For sheer chutzpah, few chapters of Reed folklore rival the infamous Half-Time Crucifixion. Sometime in the early ’60s, so the legend goes, the Reed football team played a series of games against a local Christian college whose cheerleading squad mocked Reed with chants such as, “Beat those beatniks!” As the season wore on, these taunts gnawed at the restraint of the usually implacable Reed fans. One day, a ragtag band of Reed “cheerleaders” retaliated with a half-time reënactment of Jesus’ procession to Golgotha, complete with an enormous wooden cross lugged through the goalposts. Tradition has it that Reed triumphed on the field but was forever banished from the league.

Until now, details of this episode were fragmentary at best, but new information has recently come to light courtesy of professor emeritus and football coach Jack B. Scrivens of the physical education department, who served at Reed for 38 years, from 1961 to 1999, and who observed the proceedings from the sidelines.

According to Coach Scrivens, the episode took place on October 12, 1962, at the old Reed football field, which is now occupied by the tennis courts. It was a gorgeous Friday afternoon, and the Reed squad was playing a six-man football game against Columbian Christian College (sadly no longer with us).

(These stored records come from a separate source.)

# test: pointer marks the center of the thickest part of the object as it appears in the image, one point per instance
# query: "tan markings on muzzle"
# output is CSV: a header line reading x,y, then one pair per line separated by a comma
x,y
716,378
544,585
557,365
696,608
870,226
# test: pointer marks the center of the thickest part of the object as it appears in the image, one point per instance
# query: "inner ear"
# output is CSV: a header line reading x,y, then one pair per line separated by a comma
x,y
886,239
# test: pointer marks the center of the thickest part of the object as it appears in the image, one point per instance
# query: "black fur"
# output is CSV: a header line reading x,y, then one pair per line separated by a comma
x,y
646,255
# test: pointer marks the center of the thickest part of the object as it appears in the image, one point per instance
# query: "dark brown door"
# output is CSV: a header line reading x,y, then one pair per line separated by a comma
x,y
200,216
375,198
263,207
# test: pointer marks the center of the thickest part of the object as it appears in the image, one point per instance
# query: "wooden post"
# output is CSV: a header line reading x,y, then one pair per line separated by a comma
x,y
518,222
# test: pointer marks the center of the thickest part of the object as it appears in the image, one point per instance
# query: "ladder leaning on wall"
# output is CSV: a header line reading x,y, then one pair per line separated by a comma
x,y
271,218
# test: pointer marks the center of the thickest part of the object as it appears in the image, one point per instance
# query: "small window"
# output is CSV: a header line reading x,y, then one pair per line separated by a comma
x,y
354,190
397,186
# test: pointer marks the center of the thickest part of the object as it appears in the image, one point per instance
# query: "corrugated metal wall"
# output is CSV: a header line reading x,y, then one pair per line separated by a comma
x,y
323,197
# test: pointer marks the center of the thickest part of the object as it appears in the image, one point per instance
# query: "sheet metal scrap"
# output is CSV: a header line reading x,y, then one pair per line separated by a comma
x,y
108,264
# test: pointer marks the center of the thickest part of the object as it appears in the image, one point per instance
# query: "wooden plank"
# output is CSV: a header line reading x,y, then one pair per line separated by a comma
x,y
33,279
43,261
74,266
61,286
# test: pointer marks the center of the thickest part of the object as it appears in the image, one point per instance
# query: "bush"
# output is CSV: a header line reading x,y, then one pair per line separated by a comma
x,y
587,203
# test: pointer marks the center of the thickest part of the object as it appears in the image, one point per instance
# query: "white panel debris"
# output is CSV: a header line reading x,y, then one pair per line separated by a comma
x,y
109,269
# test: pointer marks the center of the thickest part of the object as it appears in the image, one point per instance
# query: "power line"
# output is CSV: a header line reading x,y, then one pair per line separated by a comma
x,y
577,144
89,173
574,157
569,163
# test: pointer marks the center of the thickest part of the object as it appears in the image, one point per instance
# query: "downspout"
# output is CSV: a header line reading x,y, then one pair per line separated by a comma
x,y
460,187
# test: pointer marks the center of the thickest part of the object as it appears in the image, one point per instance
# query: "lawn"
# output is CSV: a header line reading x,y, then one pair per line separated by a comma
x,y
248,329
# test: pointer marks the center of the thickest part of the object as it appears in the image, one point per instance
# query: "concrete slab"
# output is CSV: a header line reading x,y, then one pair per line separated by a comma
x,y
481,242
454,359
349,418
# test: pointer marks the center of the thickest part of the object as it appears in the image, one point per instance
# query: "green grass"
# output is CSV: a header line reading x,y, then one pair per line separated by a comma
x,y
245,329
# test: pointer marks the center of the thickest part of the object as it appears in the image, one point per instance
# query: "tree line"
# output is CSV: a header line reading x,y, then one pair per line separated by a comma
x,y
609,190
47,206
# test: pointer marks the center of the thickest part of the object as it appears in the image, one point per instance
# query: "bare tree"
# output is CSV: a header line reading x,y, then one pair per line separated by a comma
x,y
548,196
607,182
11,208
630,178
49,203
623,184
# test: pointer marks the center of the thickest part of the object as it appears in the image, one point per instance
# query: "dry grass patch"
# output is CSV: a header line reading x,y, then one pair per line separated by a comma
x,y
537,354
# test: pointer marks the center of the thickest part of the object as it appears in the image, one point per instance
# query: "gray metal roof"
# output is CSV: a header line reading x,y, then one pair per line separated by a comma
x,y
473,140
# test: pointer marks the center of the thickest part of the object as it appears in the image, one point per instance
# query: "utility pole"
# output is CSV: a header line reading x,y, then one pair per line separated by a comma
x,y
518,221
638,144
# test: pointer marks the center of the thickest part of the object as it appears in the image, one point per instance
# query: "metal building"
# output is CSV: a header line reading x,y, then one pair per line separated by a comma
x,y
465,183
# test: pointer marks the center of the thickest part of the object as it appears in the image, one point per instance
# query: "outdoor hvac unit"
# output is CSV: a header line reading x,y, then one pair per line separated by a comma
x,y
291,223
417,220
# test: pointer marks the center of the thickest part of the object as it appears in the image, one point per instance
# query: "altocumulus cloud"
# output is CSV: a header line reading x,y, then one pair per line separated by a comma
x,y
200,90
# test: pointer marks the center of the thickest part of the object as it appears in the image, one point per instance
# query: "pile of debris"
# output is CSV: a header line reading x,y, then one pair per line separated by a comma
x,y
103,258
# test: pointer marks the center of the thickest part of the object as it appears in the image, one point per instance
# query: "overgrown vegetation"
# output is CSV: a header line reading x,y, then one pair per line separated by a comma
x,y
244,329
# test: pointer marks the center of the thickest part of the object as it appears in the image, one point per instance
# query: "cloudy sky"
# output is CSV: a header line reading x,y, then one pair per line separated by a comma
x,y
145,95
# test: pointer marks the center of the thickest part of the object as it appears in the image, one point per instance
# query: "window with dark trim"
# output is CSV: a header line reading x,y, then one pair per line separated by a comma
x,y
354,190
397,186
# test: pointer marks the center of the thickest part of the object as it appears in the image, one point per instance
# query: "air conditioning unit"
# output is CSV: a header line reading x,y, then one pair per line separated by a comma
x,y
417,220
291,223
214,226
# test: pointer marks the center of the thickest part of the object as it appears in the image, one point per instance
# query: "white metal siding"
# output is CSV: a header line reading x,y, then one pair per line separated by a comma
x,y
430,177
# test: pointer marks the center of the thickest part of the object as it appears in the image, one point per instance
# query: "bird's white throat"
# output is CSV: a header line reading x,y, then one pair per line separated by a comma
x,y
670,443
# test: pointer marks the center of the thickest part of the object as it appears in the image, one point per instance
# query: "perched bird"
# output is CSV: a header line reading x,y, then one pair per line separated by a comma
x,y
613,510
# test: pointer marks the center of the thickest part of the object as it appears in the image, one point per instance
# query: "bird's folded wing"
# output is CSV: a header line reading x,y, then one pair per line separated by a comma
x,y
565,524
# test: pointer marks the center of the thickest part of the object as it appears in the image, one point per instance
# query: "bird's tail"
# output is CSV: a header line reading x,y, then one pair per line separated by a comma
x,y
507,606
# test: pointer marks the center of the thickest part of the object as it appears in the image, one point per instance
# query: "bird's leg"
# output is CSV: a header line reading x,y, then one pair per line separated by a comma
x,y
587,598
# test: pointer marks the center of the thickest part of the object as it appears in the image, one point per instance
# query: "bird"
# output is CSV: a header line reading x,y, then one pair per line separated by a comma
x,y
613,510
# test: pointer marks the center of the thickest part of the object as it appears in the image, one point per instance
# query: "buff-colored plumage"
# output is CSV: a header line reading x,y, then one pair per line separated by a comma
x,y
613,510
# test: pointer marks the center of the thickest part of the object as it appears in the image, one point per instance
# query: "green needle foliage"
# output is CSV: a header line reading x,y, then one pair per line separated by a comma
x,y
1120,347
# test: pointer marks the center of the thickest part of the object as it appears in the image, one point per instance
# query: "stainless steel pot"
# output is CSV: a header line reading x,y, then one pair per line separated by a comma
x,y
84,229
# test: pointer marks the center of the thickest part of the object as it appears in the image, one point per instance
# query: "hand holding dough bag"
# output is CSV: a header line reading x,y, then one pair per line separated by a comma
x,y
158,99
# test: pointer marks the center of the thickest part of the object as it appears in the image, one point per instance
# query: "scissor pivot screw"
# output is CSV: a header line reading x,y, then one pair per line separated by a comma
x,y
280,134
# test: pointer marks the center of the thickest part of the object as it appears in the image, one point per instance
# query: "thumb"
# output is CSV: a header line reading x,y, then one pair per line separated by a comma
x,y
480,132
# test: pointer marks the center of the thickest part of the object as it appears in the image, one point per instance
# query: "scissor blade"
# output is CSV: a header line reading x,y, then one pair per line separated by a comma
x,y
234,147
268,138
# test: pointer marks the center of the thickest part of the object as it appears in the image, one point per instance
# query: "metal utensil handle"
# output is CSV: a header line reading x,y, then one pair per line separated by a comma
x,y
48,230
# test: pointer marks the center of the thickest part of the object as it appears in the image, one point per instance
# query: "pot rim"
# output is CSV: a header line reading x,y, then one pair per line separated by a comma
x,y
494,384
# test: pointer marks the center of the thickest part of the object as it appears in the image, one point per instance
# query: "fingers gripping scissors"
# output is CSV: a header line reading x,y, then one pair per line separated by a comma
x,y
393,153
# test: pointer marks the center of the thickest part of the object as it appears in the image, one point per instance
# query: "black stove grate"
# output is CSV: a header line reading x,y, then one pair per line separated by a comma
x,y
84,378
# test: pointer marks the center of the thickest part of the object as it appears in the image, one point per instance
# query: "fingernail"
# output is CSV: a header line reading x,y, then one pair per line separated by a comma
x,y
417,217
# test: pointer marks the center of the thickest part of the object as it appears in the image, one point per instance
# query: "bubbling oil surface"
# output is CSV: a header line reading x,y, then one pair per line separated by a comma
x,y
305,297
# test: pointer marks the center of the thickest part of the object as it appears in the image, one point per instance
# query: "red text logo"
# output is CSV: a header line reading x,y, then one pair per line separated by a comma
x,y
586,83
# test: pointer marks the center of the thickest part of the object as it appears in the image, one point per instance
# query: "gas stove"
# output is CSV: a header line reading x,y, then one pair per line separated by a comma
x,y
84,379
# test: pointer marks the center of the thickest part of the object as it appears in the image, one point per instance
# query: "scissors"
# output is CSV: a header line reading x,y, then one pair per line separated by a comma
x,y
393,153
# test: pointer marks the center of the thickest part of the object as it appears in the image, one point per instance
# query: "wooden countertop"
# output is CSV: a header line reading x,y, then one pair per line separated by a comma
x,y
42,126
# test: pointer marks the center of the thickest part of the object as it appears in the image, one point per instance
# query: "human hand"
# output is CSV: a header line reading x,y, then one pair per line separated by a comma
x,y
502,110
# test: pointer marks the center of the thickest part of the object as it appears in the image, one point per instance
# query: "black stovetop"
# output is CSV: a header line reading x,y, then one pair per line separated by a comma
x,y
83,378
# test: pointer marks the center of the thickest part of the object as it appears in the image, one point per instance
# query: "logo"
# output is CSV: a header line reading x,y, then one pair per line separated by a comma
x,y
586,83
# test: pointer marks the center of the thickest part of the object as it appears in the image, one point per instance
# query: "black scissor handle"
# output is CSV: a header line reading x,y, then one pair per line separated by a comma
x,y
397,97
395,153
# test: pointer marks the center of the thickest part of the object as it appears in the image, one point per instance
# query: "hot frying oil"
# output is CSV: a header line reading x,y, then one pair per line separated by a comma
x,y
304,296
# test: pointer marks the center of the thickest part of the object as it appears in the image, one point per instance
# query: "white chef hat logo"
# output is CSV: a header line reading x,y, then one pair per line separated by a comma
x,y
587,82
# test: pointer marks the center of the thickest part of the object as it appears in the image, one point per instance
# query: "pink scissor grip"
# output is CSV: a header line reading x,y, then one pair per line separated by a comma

By halftime, Reed was trailing 0–7. Scrivens was huddling with his team, going over strategy for the second half, when he noticed a commotion coming from the woods across what is now Botsford Drive.

“There was a Reed student riding his motorcycle and a female student sitting on the back, clanging together two garbage lids,” Scrivens recalls. Behind them came a procession of roughly 20 students, one of whom sported a wreath around his head and dragged an enormous wooden cross over his shoulder while the rest sang “Onward Christian Soldiers,” as they marched down the field.

The visitors were thunderstruck—“stunned” is the word Scrivens prefers. “I felt really bad about what had happened,” he says. “But it sure didn’t bother our team.” In fact, Reed surged from behind to score a dramatic upset, thumping Columbia 19–7. Impish irreverence, it seemed, had triumphed over pom-pom piety.

Or had it? After the game, as he was collecting equipment from the field, Scrivens noticed a strange red glow in the sky over the golf course. A fierce wind came up from the south, scattering leaves and blowing towels around. In the locker room, one of his players came up to him and said, “Hey, Coach, maybe we shouldn’t have beaten the Christians so bad, because I think the wrath of God is coming down on us.”

At first, Scrivens chuckled. “Then I saw the tops of the fir trees breaking off,” he says, “And I knew it was going to be bad.”

Soon a howling storm tore through campus, knocking down power lines and snapping trees in half. The gale shattered the skylight in Eliot Hall and tore giant chunks of copper from the chattering roof, threatening to ruin thousands of books shelved in the mathematics library on the fourth floor. Scrivens and fellow coach Jerry Barta anchored a human chain to pass books from hand to hand down to the relative safety of the faculty lounge. Rooms on the exposed southern sides of the dorms had to be evacuated. A tree fell on Sisson, smashing a balcony and shattering a dorm room window; another destroyed the president’s garage (fortunately, injuries were minimal). Students studied by candlelight in commons. When he finally headed home, Scrivens couldn’t drive his car off campus because every road was blocked by downed trees.

The meteorological event known to posterity as the Columbus Day Storm is generally reckoned to be the most powerful extratropical cyclone to hit the United States in the 20th century. With peak gusts of 100 miles per hour, it rampaged through California, Oregon, Washington, and British Columbia, killing 23 people, destroying 84 homes, severely damaging 5,000 more, and wreaking overall havoc estimated at $170 million.

Divine retribution? Hard to say. As far as earthly forgiveness goes, however, Columbia continued to play football with Reed and Concordia College, the only other local college that fielded a six-man team, until 1965, when interest appears to have waned. “Reed was not kicked out of the football league,” Scrivens says. “Actually, there wasn’t a football league. Just three schools who enjoyed playing the six-man football game.”